To conclude, the corporate governance can be fortified if the new rules are strictly obeyed. After all, at the end of the day, anything that is designed at making capital markets well-organised and reinforcing governance should be greeted. The government is also a frequent lawbreaker when it comes to appointing independent directors with conflicts of interest on the boards. It is doubtful if the new directives will be able to halt this tradition.
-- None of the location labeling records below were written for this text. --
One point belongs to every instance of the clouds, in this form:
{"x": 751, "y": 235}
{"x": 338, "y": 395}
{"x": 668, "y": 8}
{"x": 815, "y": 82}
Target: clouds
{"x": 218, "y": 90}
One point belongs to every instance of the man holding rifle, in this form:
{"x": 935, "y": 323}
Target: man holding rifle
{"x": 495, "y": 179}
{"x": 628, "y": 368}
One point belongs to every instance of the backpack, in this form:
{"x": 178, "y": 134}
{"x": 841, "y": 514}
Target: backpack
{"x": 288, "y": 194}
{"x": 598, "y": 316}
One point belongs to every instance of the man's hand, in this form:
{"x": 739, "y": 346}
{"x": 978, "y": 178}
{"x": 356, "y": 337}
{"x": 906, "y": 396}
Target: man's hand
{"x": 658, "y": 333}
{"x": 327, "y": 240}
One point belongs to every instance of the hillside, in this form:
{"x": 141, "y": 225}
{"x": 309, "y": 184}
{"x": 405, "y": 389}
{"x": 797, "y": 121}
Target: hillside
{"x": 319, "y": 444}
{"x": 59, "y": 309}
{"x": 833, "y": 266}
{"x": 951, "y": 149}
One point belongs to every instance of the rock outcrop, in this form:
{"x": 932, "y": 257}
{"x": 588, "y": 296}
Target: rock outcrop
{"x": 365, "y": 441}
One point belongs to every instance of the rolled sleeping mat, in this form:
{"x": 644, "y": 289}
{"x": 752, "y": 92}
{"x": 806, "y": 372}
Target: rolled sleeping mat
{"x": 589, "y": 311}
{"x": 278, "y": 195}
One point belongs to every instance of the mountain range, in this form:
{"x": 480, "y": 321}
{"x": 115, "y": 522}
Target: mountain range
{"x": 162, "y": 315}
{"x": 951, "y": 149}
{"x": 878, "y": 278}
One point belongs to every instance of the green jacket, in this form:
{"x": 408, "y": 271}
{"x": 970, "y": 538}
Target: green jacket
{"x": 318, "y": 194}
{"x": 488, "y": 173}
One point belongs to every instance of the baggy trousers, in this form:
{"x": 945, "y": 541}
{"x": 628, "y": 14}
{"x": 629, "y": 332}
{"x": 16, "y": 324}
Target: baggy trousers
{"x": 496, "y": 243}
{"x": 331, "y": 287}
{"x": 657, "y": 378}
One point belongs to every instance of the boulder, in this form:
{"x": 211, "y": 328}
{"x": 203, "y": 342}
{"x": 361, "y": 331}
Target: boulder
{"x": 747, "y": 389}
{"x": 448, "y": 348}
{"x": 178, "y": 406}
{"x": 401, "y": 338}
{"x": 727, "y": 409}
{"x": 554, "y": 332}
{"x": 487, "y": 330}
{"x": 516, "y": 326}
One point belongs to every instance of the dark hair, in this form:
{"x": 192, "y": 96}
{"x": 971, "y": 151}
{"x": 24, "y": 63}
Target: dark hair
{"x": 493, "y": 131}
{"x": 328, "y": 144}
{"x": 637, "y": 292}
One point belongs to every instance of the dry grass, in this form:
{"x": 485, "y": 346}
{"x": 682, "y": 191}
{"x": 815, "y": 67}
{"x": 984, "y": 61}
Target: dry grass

And most importantly, the proposals need accurate supervising so that they don’t remain just on paper.
—The writer is a financial and tax specialist, author and public speaker based in Margao, Goa
The SEBI changes in a nutshell
- Appointment or re-appointment and removal of independent directors shall be through a special resolution of shareholders for all listed entities.
- The process to be followed by the Nomination and Remuneration Committee (NRC) and the selection procedure has been elaborated and made more transparent comprising greater disclosures about the skills needed for appointment as an independent director and how the projected candidate fits into that skill set.
- The composition of NRC has been changed to include 2/3rd independent directors instead of existing requirement of majority of independent directors.
- A cooling-off period of three years has been introduced for key managerial personnel (and their relatives) or employees of the promoter group companies, for appointment as an independent director.
- Relatives of employees of the company, its holding, subsidiary or associate company have been permitted to become independent directors, without the requirement of a cooling-off period, in line with Companies Act, 2013.
- The complete resignation letter of an independent director shall be disclosed along with a list of her or his present directorships and membership in board committees.
- A cooling-off period of one year has been introduced for an independent director transitioning to a whole-time director in the same company/holding/ subsidiary/associate company or any company belonging to the promoter group.
- At least 2/3rd of the members of the audit committee shall be independent directors and all related party transactions shall be approved by only independent directors on the audit committee.